Today, a plantation is a place where people plant things, usually botanics. In the 17th century, the word meant active transfer of a colonising population, without concern for the indigenous people. This sense of plantation is more generally known today as a settlement or a colony.
The
Plantations of Ireland were an instrument of retribution and
colonisation after several Irish rebellions throughout the 16th and 17th centuries. The largest settlement, the
Plantation of Ulster followed the rebellion of
Hugh Roe O'Donnell and
Hugh O'Neill in the
Nine Years War (Ireland) 1594-1603. The plantations were seen as part of process that would Anglicise Ireland well as a means of maintaining British political control in Ireland.

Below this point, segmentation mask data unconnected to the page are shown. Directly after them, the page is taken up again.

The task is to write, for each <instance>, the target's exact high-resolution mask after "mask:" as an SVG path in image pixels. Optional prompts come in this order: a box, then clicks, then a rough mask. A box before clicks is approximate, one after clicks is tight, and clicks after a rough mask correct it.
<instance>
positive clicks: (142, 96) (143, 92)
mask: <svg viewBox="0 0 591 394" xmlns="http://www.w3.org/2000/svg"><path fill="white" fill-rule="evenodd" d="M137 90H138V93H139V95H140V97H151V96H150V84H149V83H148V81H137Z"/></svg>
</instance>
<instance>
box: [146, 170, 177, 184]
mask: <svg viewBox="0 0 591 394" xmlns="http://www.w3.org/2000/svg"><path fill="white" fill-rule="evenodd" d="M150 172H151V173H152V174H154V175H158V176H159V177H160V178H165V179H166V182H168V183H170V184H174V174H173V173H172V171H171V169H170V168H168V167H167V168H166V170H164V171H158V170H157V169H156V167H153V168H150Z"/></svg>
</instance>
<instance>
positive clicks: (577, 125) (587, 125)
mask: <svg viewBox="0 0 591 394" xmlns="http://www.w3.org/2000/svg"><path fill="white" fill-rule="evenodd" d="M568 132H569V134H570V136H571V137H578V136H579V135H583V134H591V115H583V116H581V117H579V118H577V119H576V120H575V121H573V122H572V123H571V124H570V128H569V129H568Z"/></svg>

Lands were seized from the native landowners both as punishment for rebellion and as punishment for remaining Catholic and not conforming to the state's Protestnat religion and given to
English (and later,
Scottish) Protestant settlers who would be loyal to the Crown and keep the disloyal native Irish under control.
During the
Middle Ages the
Scottish government planted
Scots-speaking
lowland merchant colonies in the
Gaidhealtachd (the
Gaelic-speaking part of
Scotland), for example at
Campbeltown and
Cromarty.
The
Plantations of New England were seen as occupying virgin land. European colonists regarded the land there as belonging to no-one (since the native Americans asserted no rights to it). The first English settlement, the
Plymouth plantation, was to create a new beginning for English
dissenters and so essentially
utopian. Later plantations were more overtly entrepreneurial: European investors funded colonists in the expectation of good returns. Example include the
Massachusetts Bay Colony, the
New Haven Colony, the Dutch settlement of
New Amsterdam (now New York) and the French
Nouvelle Caledonie in Canada.
In the state of Maine, the old meaning has been preserved in the name of local government jurisdictions.